The cost of machine vision projects varies widely. Some projects cost less than $5,000, including hardware, pre-packaged software development tools, and the labor costs of the equipment developers. However, such low project costs likely do not include the costs of adjusting and debugging the equipment to achieve satisfactory performance. At the other end of the cost range, projects can exceed one million dollars. The most common examples of these projects are likely major upgrades to automated production lines in the automotive and aerospace industries. According to some suppliers, the most common project costs typically range from tens of thousands to slightly over one hundred thousand dollars. The project timeline from management approval to the vision system being operational in production is usually less than six months, and often only one or two months.

Unsurprisingly, almost all vision projects begin with answers to fundamental questions. The answers to these questions largely determine the cost of the vision system hardware: How many cameras are needed? What image resolution is required? Is color imaging necessary? How many frames per second must be acquired? Are cameras that produce analog output needed? If so, a frame receiver board needs to be selected to convert analog signals into digital form, and, if necessary, the acquisition of image frames needs to be synchronized with external trigger events.

While some frame receivers for analog cameras can accept input from multiple cameras simultaneously, it's more common for circuit boards to provide one interface per camera at a time. If you choose a camera with a digital interface, will you use a "smart" camera capable of image processing and acquisition, or will the camera send raw (unprocessed) image data to a host PC for processing? Also, what interface standard or bus does the digital camera use to communicate with the host PC? Digital cameras that work with certain buses require a frame receiver. However, unlike frame receivers for analog cameras, frame receivers for digital cameras do not perform analog-to-digital conversion.

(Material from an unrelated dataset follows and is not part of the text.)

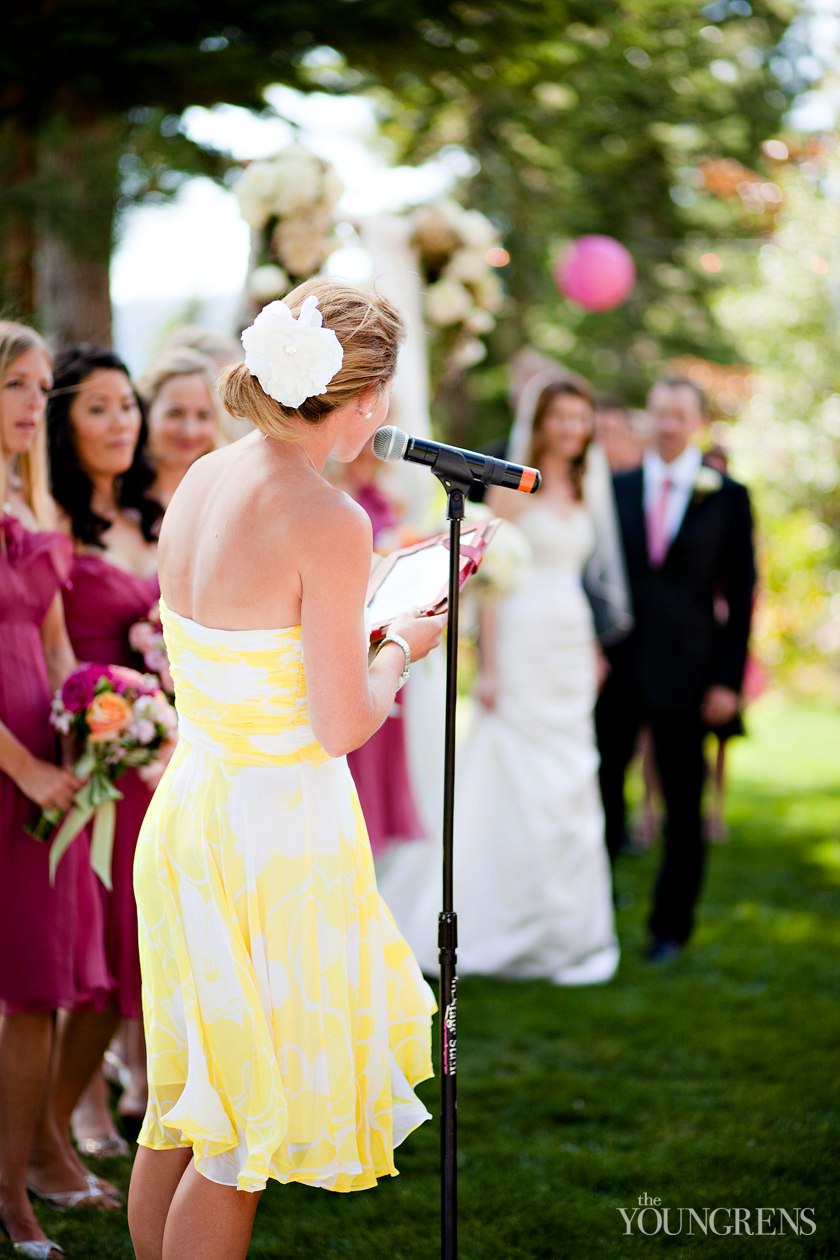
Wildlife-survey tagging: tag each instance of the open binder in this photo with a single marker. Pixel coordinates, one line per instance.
(417, 577)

Hardware-related considerations can extend beyond these issues. Furthermore, some problems rely on the generally accepted default assumption that the mainframe computer for the vision system is a PC running a standard version of Windows (www.microsoft.com). Machine vision systems sometimes run on real-time operating systems, while image analysis software often runs on Unix or Linux. Additionally, like other real-time systems, many real-time vision systems use CPUs different from Pentium (www.intel.com) or Athlon (www.amd.com) devices.

V. Camera Interface

Interfacing the camera with the host computer remains a critical issue in vision system design. Despite the emergence of cameras with digital interfaces, and despite imaging systems using IEEE 1394 (also known as FireWire and i-Link) to interface with cameras, the choice of camera interface still warrants careful consideration. (USB 2.0, which is rapidly becoming the mainstream high-speed PC peripheral interface, is not a factor in industrial imaging, primarily because, although its 480Mbps data transfer rate is nominally higher than the original FireWire, USB 2.0's host-centric protocol is slower for imaging than FireWire.)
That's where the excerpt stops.